On Thu, 24 Mar 2016 16:03:07 +0100
David Sterba <[email protected]> wrote:
> On Sun, Mar 20, 2016 at 03:11:11PM +0800, Flex Liu wrote:
>[...]
> > --- a/fs/btrfs/volumes.c
> > +++ b/fs/btrfs/volumes.c
> > @@ -2325,7 +2325,10 @@ int btrfs_init_new_device(struct btrfs_root *root, char *device_path)
> > if (seeding_dev) {
> > sb->s_flags &= ~MS_RDONLY;
> > ret = btrfs_prepare_sprout(root);
> > - BUG_ON(ret); /* -ENOMEM */
> > + if (ret) {
> > + btrfs_abort_transaction(trans, root, ret);
>
> The transaction abort seems a bit heavy as it will take down the whole
> filesystem. It's called from the device add ioctl, this is a restartable
> operation.
>
> Unfortunatelly btrfs_prepare_sprout is called after the transaction
> start so btrfs_abort_transaction must be called. To avoid it, the code
> would need to be reorganized, so the memory allocations happen in
> advance.
On the other hand, an abort is still better than a BUG_ON(), and it may
be easier to make incremental improvements.

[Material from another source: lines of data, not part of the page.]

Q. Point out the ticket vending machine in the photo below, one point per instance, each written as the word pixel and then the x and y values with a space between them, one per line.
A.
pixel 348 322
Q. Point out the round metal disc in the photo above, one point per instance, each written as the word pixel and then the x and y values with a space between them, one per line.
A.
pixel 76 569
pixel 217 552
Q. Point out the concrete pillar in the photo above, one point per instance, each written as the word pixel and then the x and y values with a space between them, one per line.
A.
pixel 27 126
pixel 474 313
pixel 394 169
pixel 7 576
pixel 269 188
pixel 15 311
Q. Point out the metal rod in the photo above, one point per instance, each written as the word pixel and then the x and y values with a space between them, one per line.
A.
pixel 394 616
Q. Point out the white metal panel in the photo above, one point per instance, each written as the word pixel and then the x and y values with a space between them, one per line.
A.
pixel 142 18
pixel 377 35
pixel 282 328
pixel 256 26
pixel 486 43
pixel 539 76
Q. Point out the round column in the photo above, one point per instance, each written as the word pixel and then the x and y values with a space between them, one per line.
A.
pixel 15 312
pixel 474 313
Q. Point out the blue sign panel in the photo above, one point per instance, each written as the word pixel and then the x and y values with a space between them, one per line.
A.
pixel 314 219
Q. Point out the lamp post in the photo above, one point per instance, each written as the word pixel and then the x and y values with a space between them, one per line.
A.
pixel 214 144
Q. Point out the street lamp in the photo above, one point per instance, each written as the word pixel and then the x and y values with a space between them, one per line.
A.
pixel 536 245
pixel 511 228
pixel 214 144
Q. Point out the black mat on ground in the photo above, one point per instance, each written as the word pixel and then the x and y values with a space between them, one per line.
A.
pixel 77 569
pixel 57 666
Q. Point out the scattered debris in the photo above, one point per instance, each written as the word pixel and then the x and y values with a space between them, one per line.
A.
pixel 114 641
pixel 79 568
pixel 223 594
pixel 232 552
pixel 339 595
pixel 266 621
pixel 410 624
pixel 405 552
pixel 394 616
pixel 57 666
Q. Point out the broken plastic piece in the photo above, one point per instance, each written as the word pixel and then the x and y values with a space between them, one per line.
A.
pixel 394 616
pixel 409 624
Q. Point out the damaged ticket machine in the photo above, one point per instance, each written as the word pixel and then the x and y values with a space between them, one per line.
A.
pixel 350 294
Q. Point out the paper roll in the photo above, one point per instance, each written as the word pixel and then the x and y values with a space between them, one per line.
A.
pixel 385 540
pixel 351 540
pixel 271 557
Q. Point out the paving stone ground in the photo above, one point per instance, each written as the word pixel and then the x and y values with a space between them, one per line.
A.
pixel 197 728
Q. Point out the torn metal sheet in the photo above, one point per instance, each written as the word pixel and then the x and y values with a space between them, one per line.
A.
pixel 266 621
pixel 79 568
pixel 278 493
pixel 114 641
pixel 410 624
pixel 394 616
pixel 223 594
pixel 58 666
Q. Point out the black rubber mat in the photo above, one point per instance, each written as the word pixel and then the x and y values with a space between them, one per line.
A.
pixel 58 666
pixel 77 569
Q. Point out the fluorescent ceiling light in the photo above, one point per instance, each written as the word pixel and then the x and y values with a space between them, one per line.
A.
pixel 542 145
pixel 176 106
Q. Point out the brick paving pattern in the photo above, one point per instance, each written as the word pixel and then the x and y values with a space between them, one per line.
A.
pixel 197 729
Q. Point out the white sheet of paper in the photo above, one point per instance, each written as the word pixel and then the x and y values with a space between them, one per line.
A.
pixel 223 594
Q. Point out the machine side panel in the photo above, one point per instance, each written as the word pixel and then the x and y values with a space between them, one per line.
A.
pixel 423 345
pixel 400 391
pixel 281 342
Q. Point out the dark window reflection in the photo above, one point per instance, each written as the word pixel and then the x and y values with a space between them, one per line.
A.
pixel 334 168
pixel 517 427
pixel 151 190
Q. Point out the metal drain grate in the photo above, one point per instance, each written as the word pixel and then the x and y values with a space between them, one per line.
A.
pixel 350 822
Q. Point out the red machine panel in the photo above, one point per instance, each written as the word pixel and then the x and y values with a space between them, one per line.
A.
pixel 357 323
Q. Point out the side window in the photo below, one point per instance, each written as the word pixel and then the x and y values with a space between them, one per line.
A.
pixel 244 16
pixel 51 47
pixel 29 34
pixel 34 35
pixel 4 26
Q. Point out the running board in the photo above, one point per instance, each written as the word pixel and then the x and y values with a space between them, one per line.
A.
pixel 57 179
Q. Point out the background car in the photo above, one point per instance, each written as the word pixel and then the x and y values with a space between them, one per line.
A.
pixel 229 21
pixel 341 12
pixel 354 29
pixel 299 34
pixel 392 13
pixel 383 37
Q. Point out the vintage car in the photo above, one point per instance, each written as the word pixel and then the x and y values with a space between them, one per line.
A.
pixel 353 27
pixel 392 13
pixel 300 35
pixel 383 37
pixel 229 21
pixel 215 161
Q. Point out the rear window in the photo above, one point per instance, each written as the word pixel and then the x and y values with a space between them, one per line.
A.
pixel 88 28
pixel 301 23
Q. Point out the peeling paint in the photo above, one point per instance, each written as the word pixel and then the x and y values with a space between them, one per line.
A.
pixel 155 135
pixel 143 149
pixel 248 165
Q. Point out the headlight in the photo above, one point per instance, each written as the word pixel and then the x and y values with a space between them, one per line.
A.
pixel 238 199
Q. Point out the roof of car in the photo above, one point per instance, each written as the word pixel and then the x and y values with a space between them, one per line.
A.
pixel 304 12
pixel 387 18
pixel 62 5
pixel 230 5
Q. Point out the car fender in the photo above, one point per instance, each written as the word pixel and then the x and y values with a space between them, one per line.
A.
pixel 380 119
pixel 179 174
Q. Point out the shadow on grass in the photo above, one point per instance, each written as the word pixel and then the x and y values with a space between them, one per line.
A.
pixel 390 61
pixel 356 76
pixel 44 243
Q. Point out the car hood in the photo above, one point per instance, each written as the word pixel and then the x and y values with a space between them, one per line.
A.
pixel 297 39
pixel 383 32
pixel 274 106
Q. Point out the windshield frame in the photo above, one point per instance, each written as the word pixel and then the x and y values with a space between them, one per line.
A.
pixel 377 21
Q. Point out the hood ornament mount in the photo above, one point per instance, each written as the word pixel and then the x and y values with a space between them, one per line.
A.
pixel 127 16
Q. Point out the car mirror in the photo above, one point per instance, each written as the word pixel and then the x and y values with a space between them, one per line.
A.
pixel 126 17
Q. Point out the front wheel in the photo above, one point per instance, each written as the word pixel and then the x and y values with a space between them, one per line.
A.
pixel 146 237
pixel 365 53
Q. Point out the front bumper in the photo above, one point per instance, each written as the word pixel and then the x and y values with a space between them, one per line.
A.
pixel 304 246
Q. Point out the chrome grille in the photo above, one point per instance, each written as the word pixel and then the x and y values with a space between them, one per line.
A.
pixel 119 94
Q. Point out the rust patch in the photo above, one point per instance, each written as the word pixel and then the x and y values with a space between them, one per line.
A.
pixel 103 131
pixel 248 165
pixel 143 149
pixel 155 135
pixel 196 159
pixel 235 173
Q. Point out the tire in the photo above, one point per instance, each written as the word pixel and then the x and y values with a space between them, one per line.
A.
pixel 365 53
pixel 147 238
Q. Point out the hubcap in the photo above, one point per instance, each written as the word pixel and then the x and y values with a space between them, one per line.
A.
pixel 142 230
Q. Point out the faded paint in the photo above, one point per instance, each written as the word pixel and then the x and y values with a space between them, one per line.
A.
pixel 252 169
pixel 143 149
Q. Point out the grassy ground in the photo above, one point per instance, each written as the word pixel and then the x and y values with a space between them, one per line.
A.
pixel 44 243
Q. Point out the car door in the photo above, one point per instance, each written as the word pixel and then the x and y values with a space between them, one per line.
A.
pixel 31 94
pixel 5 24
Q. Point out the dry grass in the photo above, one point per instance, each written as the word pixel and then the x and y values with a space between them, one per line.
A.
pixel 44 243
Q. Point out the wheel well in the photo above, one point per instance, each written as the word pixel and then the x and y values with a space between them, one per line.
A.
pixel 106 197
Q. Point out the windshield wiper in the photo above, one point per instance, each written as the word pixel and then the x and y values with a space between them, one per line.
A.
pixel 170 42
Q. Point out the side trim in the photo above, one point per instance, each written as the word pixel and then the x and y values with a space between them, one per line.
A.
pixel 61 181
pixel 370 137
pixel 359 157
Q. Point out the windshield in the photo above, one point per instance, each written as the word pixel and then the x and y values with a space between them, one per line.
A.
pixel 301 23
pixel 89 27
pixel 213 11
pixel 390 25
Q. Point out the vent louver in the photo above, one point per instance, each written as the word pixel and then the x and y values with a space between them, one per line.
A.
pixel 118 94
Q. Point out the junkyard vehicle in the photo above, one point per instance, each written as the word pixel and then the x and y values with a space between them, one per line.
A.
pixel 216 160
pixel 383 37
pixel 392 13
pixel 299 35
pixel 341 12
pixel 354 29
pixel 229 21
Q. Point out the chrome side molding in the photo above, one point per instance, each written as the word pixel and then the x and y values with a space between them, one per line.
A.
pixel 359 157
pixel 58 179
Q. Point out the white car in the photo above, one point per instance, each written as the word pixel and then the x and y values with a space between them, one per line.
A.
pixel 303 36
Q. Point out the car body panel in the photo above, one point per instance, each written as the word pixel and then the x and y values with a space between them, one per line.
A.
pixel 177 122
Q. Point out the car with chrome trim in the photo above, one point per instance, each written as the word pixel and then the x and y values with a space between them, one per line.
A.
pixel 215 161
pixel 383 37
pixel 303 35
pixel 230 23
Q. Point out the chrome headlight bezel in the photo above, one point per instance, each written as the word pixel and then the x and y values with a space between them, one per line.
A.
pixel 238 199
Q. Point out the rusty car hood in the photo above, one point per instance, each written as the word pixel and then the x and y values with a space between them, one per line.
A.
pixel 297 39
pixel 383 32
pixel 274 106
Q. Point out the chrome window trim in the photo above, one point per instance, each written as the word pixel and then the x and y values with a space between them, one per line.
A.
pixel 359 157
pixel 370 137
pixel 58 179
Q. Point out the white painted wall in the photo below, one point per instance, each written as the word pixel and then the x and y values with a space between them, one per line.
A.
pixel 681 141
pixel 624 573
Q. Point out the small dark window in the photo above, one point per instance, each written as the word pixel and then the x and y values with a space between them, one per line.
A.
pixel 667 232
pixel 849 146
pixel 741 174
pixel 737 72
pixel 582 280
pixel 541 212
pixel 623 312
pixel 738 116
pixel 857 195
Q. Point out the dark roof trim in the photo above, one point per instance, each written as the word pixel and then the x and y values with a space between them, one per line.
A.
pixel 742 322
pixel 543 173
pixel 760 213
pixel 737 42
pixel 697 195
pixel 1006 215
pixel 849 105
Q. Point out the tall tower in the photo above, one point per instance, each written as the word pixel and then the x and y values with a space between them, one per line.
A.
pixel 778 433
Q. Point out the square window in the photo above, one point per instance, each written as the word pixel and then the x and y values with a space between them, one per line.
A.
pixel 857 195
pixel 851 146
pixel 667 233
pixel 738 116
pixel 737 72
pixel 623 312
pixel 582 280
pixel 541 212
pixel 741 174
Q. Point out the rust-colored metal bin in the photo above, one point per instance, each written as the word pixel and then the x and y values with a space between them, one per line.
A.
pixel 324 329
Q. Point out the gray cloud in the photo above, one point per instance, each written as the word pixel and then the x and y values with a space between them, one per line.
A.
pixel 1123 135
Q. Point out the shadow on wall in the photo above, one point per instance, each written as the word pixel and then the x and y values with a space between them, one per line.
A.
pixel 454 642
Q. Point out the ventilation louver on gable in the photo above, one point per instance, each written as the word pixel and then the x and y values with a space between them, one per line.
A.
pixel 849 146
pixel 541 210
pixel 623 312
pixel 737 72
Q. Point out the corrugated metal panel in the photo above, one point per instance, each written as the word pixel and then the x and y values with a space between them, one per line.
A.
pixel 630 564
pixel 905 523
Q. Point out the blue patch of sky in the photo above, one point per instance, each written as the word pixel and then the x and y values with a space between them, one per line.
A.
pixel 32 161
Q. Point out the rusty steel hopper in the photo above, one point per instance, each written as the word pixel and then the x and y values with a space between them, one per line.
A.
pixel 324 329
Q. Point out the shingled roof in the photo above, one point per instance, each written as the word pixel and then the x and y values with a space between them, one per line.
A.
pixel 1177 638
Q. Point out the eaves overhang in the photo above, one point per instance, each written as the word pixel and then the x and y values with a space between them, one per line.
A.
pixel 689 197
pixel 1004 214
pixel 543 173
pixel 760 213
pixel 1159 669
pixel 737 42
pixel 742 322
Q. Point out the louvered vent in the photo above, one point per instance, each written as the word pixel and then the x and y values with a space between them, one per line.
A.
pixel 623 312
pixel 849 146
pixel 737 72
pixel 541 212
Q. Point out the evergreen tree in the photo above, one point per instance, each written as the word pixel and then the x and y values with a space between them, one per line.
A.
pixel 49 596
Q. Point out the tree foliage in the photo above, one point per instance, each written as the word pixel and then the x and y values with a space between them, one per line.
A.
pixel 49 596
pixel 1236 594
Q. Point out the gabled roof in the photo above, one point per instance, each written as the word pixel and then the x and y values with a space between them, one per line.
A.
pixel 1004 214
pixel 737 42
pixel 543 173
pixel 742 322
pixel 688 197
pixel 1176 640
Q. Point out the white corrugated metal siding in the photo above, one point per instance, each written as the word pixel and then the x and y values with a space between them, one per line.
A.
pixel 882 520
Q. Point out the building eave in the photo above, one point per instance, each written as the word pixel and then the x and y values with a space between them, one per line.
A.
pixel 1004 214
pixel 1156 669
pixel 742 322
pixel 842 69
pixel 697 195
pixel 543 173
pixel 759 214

Just my 2 cents (I haven't tried it),
Petr T
On Thu, Mar 24, 2016 at 04:08:18PM +0100, Petr Tesarik wrote:
> On Thu, 24 Mar 2016 16:03:07 +0100
> David Sterba <[email protected]> wrote:
>
> > On Sun, Mar 20, 2016 at 03:11:11PM +0800, Flex Liu wrote:
> >[...]
> > > --- a/fs/btrfs/volumes.c
> > > +++ b/fs/btrfs/volumes.c
> > > @@ -2325,7 +2325,10 @@ int btrfs_init_new_device(struct btrfs_root *root, char *device_path)
> > > if (seeding_dev) {
> > > sb->s_flags &= ~MS_RDONLY;
> > > ret = btrfs_prepare_sprout(root);
> > > - BUG_ON(ret); /* -ENOMEM */
> > > + if (ret) {
> > > + btrfs_abort_transaction(trans, root, ret);
> >
> > The transaction abort seems a bit heavy as it will take down the whole
> > filesystem. It's called from the device add ioctl, this is a restartable
> > operation.
> >
> > Unfortunatelly btrfs_prepare_sprout is called after the transaction
> > start so btrfs_abort_transaction must be called. To avoid it, the code
> > would need to be reorganized, so the memory allocations happen in
> > advance.
>
> On the other hand, an abort is still better than a BUG_ON(), and it may
> be easier to make incremental improvements.
That's acceptable, if there are going to be incremental improvements.